聖書というメガネで、神が造られた世界と人間とその歴史を見てみたら、という意識で書いたメモです。

神様抜きで納得したいという衝動

 主イエスが水の上を歩いてきたのはガリラヤ湖の浅瀬を歩いてきたのを弟子たちが見間違えたのだとか、イエスの復活というのは、弟子たちの心の中にあの優しく力強いイエス様がよみがえったことを意味しているのだ、などという人々がいる。このような人々は合理的説明を聞いたらなぜ安心するのだろうか。それは、そういう人々がもっている根本的な世界観が「世界は閉じた系であって、およそ世界の中に起こることがらはすべて、世界の中に原因があって、世界の中で説明できる」というものだからである。
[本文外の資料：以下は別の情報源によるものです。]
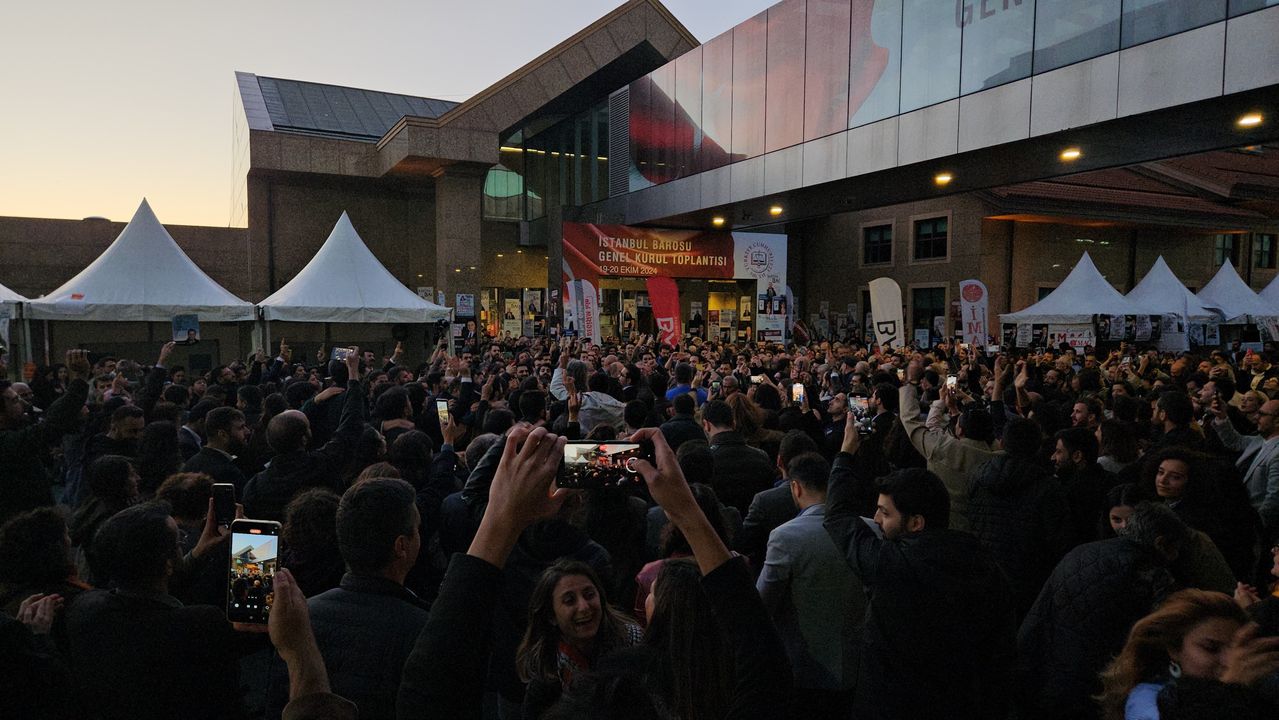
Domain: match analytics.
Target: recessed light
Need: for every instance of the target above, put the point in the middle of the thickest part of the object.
(1250, 120)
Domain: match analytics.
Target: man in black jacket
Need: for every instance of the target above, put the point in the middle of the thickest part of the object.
(682, 427)
(294, 467)
(938, 640)
(228, 436)
(741, 471)
(366, 628)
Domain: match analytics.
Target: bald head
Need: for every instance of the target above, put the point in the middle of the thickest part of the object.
(1268, 418)
(288, 431)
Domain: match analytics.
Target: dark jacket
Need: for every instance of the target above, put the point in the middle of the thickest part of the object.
(218, 466)
(137, 656)
(288, 473)
(444, 674)
(681, 429)
(938, 640)
(26, 481)
(365, 629)
(1081, 620)
(1021, 516)
(741, 471)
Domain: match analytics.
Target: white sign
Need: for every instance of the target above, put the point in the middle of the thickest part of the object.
(973, 303)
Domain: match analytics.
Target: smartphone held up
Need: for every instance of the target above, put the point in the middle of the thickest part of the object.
(255, 554)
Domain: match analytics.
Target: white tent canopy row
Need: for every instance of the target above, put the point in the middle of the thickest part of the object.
(145, 276)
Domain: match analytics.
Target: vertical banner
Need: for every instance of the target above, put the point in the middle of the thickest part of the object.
(973, 303)
(510, 317)
(665, 308)
(588, 299)
(886, 312)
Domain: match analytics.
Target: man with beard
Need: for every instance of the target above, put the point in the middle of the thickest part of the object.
(227, 436)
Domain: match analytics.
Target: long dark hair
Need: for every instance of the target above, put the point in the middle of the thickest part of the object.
(695, 674)
(536, 659)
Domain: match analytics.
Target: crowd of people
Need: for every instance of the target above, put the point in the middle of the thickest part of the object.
(823, 530)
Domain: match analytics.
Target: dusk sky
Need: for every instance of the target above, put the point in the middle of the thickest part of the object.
(108, 102)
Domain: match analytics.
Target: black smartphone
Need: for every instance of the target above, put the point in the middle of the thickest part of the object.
(251, 581)
(588, 464)
(224, 503)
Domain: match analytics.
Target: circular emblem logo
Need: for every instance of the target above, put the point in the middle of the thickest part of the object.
(757, 258)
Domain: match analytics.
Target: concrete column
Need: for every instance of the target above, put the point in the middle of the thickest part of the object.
(458, 212)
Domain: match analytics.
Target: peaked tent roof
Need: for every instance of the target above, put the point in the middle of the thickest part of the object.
(1270, 296)
(344, 283)
(1082, 294)
(1232, 296)
(142, 276)
(1161, 293)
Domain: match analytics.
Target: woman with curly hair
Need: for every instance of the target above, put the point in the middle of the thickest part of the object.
(571, 627)
(1186, 637)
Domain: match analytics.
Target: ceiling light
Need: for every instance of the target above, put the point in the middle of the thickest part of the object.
(1250, 120)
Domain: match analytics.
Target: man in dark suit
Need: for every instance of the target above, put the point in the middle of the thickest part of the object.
(228, 436)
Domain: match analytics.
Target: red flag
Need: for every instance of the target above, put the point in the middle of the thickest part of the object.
(664, 298)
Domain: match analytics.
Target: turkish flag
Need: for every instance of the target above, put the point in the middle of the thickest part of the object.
(664, 298)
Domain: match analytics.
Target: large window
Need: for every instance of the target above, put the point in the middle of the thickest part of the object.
(1068, 31)
(998, 42)
(878, 244)
(930, 54)
(1225, 248)
(1264, 251)
(875, 62)
(931, 237)
(926, 303)
(1150, 19)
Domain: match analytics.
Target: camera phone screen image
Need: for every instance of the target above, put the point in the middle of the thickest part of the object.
(255, 559)
(600, 464)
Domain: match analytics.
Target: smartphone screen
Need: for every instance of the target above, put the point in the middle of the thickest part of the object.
(590, 464)
(860, 406)
(224, 503)
(253, 559)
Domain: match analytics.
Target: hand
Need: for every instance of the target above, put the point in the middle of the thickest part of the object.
(289, 623)
(1250, 657)
(522, 493)
(214, 533)
(852, 438)
(39, 611)
(77, 363)
(353, 363)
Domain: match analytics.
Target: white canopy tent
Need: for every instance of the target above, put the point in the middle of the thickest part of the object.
(345, 283)
(1161, 293)
(142, 276)
(1232, 296)
(1082, 294)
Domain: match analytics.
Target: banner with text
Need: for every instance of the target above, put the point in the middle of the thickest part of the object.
(665, 308)
(973, 302)
(886, 311)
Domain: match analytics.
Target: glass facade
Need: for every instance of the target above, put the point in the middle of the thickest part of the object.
(567, 161)
(805, 69)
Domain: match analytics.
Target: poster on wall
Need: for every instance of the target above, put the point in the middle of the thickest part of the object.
(510, 325)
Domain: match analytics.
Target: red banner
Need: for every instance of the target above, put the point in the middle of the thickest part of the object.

 このような世界観は18世紀の啓蒙主義思想の時代に生じて来た。啓蒙思想家は神は世界を創造したけれども、創造した後は、神はこれに手を出すことをしないので、世界はそれ自体の法則をもって運営されていると信じた。これを理神論(デイズム)という。カントの認識論は、科学の対象は現象界のことであり、英知界に属する神は科学の対象外であるとしてしまった。さらに19世紀になると、多様な生物種の出現を偶然によって説明できるとする進化思想が登場し、これをテコとして無神論が流行するようになった。無神論(唯物主義)は、そもそも英知界なるものは存在せず、現象界がすべてであるとして、神も魂も自由もすべては、人間の脳という物体が作り出した虚構だとする。

 人間は、善悪の知識の木の実を食べたとき以来、世界から神を排除したいという暗い衝動をもっている。有神論から理神論へ、理神論から無神論へという近世・近代の思想の流れは、それをよく表している。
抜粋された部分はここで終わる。